Yargılamanın başladığını ifade eden Mahkeme Başkanı, söz isteyen ailelere salonda hoparlör olmamasını gerekçe göstererek mümkün olmadığını söyledi. Tüm duruşmaları takip ettiklerini ifade eden aileler, söz almak için mahkemeden ricacı oldu. Ardından Başkan, mikrofon temin edilmesi için duruşmaya 15 dakika ara verdi. Mikrofonun temin edilmesinin ardından mahkeme başkanı olayda hayatını kaybeden Uygar Coşgun’un annesi Nuray Coşgun’a söz verdi.

“BU HAYATTA NE İSTERSİNİZ?’ DİYE SORSALAR ‘BİR KERE DAHA EVLADIMA SARILMAK İSTERİM”

Oğlunun hayatını kaybetmesinin ardından zor zamanlar geçirdiğini ifade eden Coşgun, “Benim torunum babasını 2 buçuk yaşında kaybetti. Mezarlığa gittiğimizde, ‘burası babamın evi’ diyor. Bana ‘bu hayatta ne istersiniz?’ diye sorsalar ‘bir kere daha evladıma sarılmak isterim, bir kere’. Biz adalet istiyoruz, gerçek adalet istiyoruz” diye konuştu.

Hayatını kaybeden Güney Doğan’ın annesi Derman Doğan da oğlunun Ankara’ya barış için geldiğini ifade etti.
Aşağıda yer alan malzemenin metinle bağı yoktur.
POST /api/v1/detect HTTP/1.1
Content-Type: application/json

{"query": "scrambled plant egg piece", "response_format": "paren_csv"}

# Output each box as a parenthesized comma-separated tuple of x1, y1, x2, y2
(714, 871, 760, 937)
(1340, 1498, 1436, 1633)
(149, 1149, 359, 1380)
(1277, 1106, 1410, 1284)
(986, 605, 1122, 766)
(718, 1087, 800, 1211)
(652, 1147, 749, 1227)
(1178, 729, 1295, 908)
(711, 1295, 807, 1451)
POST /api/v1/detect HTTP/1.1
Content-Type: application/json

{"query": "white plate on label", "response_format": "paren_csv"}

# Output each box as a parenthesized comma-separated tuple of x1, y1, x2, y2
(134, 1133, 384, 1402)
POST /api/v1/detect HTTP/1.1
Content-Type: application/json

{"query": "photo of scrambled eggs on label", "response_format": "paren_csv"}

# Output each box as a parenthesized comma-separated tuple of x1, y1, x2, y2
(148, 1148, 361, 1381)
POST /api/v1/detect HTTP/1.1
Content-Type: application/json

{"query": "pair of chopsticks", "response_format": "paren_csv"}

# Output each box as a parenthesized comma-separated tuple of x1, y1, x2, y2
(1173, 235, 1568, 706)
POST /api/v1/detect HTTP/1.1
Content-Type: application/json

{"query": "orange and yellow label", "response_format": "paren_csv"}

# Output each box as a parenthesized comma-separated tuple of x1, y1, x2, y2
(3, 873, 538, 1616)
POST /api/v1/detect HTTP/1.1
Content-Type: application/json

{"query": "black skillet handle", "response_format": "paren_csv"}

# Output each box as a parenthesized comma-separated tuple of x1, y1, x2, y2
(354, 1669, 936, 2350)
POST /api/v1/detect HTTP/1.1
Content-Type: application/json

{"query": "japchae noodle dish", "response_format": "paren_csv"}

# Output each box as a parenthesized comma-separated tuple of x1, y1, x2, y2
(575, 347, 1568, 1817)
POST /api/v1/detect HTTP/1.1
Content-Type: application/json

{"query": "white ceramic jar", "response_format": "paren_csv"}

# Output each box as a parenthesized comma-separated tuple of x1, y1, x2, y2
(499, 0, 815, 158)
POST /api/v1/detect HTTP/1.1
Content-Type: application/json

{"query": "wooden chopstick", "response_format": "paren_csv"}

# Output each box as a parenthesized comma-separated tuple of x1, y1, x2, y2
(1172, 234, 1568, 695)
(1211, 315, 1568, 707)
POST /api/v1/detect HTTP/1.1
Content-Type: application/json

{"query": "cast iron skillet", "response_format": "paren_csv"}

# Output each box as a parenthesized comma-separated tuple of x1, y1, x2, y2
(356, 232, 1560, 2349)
Oğlunun katledildiğini söyleyen Doğan, mahkemeden adalet istediğini belirtti. Avukat Nuray Özdoğan ise “Bu katliam eli değmiş kim varsa hepsinden şikayetçiyiz, hiç kimsenin kanı yerde kalmayacak” ifadelerine yer verdi.

Maktul ailelerinin ifadelerinin ardından duruşma 1 Temmuz’da devam etmek üzere ertelendi.

10 EKİM 2015'TE NE OLDU?

1 Kasım seçimlerine kısa süre kala Devrimci İşçi Sendikaları Konfederasyonu (DİSK), Kamu Emekçileri Sendikaları Konfederasyonu (KESK), Türk Mühendis ve Mimar Odaları Birliği (TMMOB) ve Türk Tabipleri Birliği (TTB) çağrısıyla 10 Ekim 2015 Cumartesi günü Ankara'da Emek, Barış ve Demokrasi Mitingi'nin düzenlenmesi planlandı.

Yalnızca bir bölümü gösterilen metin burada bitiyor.